Web crawling with Python

05 January 2023 (updated) | 14 min read

Web crawling is a powerful technique to collect data from the web by finding all the URLs for one or multiple domains. Python has several popular web crawling libraries and frameworks.

In this article, we will first introduce different crawling strategies and use cases. Then we will build a simple web crawler from scratch in Python using two libraries: Requests and Beautiful Soup. Next, we will see why it’s better to use a web crawling framework like Scrapy. Finally, we will build an example crawler with Scrapy to collect film metadata from IMDb and see how Scrapy scales to websites with several million pages.

cover image

What is a web crawler?

Web crawling and web scraping are two different but related concepts. Web crawling is a component of web scraping, the crawler logic finds URLs to be processed by the scraper code.

A web crawler starts with a list of URLs to visit, called the seed. For each URL, the crawler finds links in the HTML, filters those links based on some criteria and adds the new links to a queue. All the HTML or some specific information is extracted to be processed by a different pipeline.

Web crawling diagram

Web crawling strategies

In practice, web crawlers only visit a subset of pages depending on the crawler budget, which can be a maximum number of pages per domain, depth or execution time.

Many websites provide a robots.txt file to indicate which paths of the website can be crawled, and which ones are off-limits. There's also sitemap.xml, which is a bit more explicit than robots.txt and specifically instructs bots which paths should be crawled and provide additional metadata for each URL.
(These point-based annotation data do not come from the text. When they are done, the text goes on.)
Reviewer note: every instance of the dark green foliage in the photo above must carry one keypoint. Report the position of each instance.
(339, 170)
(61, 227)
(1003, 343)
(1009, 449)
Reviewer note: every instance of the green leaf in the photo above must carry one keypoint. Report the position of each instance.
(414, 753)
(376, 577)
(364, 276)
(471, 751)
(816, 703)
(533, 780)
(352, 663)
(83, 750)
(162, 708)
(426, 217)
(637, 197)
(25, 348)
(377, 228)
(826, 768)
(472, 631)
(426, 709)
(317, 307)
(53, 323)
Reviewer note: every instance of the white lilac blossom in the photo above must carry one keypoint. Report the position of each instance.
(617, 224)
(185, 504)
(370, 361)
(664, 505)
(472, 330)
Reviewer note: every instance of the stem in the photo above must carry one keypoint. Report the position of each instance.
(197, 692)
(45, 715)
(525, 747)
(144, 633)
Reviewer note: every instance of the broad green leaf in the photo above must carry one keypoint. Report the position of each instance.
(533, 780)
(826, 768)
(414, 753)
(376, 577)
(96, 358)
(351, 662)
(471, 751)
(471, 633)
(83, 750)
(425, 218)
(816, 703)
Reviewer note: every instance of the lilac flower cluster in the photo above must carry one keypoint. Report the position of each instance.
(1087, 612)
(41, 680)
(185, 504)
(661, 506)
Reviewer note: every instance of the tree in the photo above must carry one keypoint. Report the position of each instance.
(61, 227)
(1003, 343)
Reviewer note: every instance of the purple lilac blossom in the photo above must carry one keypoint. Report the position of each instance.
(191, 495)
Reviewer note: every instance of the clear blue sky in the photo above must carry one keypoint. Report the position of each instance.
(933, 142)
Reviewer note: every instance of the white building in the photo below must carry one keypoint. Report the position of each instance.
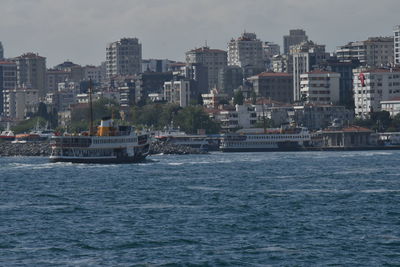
(244, 116)
(177, 92)
(371, 86)
(246, 50)
(295, 37)
(213, 59)
(374, 52)
(94, 73)
(123, 57)
(396, 45)
(306, 56)
(392, 106)
(320, 87)
(18, 102)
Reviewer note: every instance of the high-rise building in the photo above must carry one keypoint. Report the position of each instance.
(230, 78)
(295, 37)
(31, 72)
(371, 86)
(213, 59)
(397, 45)
(320, 87)
(306, 57)
(374, 52)
(246, 51)
(123, 57)
(1, 51)
(270, 50)
(273, 85)
(8, 79)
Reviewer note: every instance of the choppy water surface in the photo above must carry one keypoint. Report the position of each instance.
(261, 209)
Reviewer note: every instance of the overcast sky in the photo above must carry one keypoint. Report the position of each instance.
(79, 30)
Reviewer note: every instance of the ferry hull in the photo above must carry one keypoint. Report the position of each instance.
(277, 149)
(108, 160)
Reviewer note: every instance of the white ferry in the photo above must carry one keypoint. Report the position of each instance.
(110, 145)
(258, 139)
(177, 137)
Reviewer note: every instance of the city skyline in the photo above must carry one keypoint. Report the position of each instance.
(80, 30)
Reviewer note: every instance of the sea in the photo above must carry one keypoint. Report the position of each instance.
(217, 209)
Popular web crawler use cases include:

  • Search engines (e.g. Googlebot, Bingbot, Yandex Bot…) collect all the HTML for a significant part of the Web. This data is indexed to make it searchable.
  • SEO analytics tools on top of collecting the HTML also collect metadata like the response time, response status to detect broken pages and the links between different domains to collect backlinks.
  • Price monitoring tools crawl e-commerce websites to find product pages and extract metadata, notably the price. Product pages are then periodically revisited.
  • Common Crawl maintains an open repository of web crawl data. For example, the archive from May 2022 contains 3.45 billion web pages.

Next, we will compare three different strategies for building a web crawler in Python. First, using only standard libraries, then third party libraries for making HTTP requests and parsing HTML, and, finally, a web crawling framework.

Building a simple web crawler in Python from scratch

To build a simple web crawler in Python we need at least one library to download the HTML from a URL and another one to extract links. Python provides the standard libraries urllib for performing HTTP requests and html.parser for parsing HTML. An example Python crawler built only with standard libraries can be found on Github.

There are also other popular libraries, such as Requests and Beautiful Soup, which may provide an improved developer experience when composing HTTP requests and handling HTML documents. If you wan to learn more, you can check this guide about the best Python HTTP client.

You can install the two libraries locally.

pip install requests bs4

A basic crawler can be built following the previous architecture diagram.

import logging
from urllib.parse import urljoin
import requests
from bs4 import BeautifulSoup

logging.basicConfig(
    format='%(asctime)s %(levelname)s:%(message)s',
    level=logging.INFO)

class Crawler:

    def __init__(self, urls=[]):
        self.visited_urls = []
        self.urls_to_visit = urls

    def download_url(self, url):
        return requests.get(url).text

    def get_linked_urls(self, url, html):
        soup = BeautifulSoup(html, 'html.parser')
        for link in soup.find_all('a'):
            path = link.get('href')
            if path and path.startswith('/'):
                path = urljoin(url, path)
            yield path

    def add_url_to_visit(self, url):
        if url not in self.visited_urls and url not in self.urls_to_visit:
            self.urls_to_visit.append(url)

    def crawl(self, url):
        html = self.download_url(url)
        for url in self.get_linked_urls(url, html):
            self.add_url_to_visit(url)

    def run(self):
        while self.urls_to_visit:
            url = self.urls_to_visit.pop(0)
            logging.info(f'Crawling: {url}')
            try:
                self.crawl(url)
            except Exception:
                logging.exception(f'Failed to crawl: {url}')
            finally:
                self.visited_urls.append(url)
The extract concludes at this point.